Has it ever been thus, that humans with the most potential go crazy in the face of the need to risk their lives? Are those who will not willingly actually risk their lives, even for the sake of their children, doomed to insanity if they have had the mental acumen to, somewhere behind their fortifications of denial, realize what is going on? I can’t think it. We’d long-since have fallen into some form of global fascism, turned into a very large hive of pure brutality. So there must be conditions under which intelligent life forms finally stop frying their own wires to escape the duty of adulthood, or there must be some condition where human selfishness really does give way to the kind of altruism upon which all life depends.
How can I express my contempt for the charmers who make nurturing sounds, but let you die in front of them? How can I make the point that ego and libido are the same thing, and abominations on this world stage? Global emergencies loom and you can’t face having to move? You can’t face bankruptcy? You can’t face making unpopular sounds at the office or in church... on your stupid blog? You can’t face being the bummer at the dinner party? You can’t face the fucking mirror without your personality splitting into a cascade of demons? Okay, run to the loving arms of your family, your fans, your pets, the other drunks at the bar! It’s your choice, but they won’t upbraid you for it. No. Indeed, no. Nothing but excuses, including substances that make you too sick to keep being crazy, all around.

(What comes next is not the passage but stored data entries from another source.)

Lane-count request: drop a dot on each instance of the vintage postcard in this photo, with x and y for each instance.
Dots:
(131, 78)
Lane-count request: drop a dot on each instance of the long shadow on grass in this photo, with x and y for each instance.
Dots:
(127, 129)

Do I feel for you that you’re too conscious for even this to do the trick? Not if you’re simply going to get nastier and crazier in your craven hissing, more self-righteous in your utterly baseless sense of superiority. Shame seems to be a limitless energy source, but I’d like to know why you can’t just identify it, drop it and do better. Hard as that is, it is dirt simple and the fuel for your insanity has been switched off. Pft.
Or. Maybe I am entirely mistaken. Maybe it is only the blessedly stupid, with no capacity for insight at all, who ever end up saving humanity, and the planet, from the predation of vicious psychopaths. In that case, one really has to pray that total economic collapse comes right now.